FBI data on active shootings in the U.S. includes information on the city where each incident occurred and whether it took place in a school, business, government building, residence, health care setting, place of worship or an open space. The database also lists the number of people injured and killed in each incident and whether rifles, shotguns or handguns were present at the scene.

These FBI records do not say whether the rifles used in such shootings were semiautomatic — such weapons were banned during the early years of the study period, thanks to a federal law that expired in 2004 — so the researchers did their best to figure it out for themselves.

First they scoured police and court records to see how the rifles were described in official records. If that didn't clear things up, they moved on to news accounts, requiring three separate sources to "triangulate" the truth.

Two infamous mass shootings were excluded from the analysis. The 2017 Las Vegas shooting (which resulted in 59 deaths and 851 injuries) was deemed a statistical outlier, and the 2015 San Bernardino attack (which left 16 dead and 24 injured) had two active shooters instead of one, the researchers explained.

Without them, the researchers tallied 248 active shooter incidents between 2000 and 2017. Their combined toll was 718 deaths and 898 injuries.

The most common weapon was a handgun, used in 154 of the 248 shootings.

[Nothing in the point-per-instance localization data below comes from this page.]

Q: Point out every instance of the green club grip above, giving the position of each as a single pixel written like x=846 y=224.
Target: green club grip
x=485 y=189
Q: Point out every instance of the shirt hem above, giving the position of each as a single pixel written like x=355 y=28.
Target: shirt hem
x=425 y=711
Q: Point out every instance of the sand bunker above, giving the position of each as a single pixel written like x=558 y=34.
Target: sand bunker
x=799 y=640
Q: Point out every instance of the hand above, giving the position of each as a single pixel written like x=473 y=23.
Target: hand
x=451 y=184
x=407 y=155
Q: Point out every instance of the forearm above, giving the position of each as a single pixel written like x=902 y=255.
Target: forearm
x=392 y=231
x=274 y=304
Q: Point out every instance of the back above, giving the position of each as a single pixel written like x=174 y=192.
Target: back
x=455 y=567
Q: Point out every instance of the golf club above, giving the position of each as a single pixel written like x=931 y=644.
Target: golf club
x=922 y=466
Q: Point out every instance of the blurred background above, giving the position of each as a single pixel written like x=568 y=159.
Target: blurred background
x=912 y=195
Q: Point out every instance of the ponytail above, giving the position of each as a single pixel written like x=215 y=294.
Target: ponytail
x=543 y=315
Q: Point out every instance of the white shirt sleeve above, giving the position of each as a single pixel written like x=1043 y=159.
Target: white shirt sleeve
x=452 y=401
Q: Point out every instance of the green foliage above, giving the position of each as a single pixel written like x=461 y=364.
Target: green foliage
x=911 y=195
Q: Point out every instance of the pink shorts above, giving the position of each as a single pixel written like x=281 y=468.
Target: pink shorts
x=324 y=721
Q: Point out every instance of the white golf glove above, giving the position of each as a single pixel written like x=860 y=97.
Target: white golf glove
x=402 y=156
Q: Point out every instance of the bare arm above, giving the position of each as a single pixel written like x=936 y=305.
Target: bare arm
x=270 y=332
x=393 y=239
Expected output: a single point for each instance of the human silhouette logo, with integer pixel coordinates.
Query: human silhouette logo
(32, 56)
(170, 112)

Semiautomatic rifles came in second, playing a role in 61 — or just under 25 percent — of the events.

On average, a shooting that featured a semiautomatic weapon (sometimes in combination with other firearms) resulted in 4.25 deaths and 2.49 injuries. Meanwhile, shootings without a semiautomatic weapon left 2.49 people dead and 3.02 injured, on average.

After accounting for factors like the place where an incident occurred, the year, and whether multiple weapons were involved, the researchers calculated that:

• Shootings resulted in 97 percent more deaths when a semiautomatic rifle was part of the mix.

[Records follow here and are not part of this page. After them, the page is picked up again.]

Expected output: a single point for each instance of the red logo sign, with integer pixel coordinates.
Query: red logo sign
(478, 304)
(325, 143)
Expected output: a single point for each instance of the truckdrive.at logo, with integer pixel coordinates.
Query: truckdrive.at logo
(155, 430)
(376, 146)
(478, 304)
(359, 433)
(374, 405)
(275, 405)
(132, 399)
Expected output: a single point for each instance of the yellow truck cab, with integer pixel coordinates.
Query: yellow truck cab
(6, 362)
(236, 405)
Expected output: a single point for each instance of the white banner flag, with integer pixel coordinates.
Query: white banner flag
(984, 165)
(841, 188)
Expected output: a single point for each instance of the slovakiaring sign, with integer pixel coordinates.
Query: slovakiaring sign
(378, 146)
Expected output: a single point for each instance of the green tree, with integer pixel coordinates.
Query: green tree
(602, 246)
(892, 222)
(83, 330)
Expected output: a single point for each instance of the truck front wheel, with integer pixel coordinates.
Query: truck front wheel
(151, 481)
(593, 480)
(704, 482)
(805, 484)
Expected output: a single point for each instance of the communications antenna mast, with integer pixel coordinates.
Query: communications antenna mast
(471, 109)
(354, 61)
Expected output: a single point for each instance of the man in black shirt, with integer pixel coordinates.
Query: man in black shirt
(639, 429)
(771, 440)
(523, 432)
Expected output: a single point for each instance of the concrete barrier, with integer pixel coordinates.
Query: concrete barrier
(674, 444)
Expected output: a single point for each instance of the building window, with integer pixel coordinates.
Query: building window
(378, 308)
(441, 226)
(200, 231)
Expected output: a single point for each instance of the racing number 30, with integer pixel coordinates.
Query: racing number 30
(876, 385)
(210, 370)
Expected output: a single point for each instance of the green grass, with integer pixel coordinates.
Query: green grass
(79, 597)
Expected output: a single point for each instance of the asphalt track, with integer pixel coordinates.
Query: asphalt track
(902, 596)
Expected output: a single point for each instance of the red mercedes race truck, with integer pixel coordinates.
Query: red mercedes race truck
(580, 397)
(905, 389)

• The number of people injured was 81 percent higher when a semiautomatic rifle was present.

• The total number of casualties was 91 percent higher in cases involving a semiautomatic rifle.

If an active shooter used a semiautomatic firearm, 43.7 percent of the people who were shot were killed. In shootings that did not feature a semiautomatic weapon, 44.9 percent of those who were shot ultimately died from their injuries. That difference was too small to be statistically significant, the researchers determined.

The researchers lamented that they could not learn more from these shootings due to the limitations of the FBI data. For instance, details about the injuries suffered by victims might help them pinpoint how much additional danger — if any — a semiautomatic weapon presents.

They also speculated that the intentions of shooters who wield semiautomatic firearms might be different from those of other shooters.

"This lack of data highlights the need for a national centralized database to inform the debate on an assault weapons ban," the researchers wrote.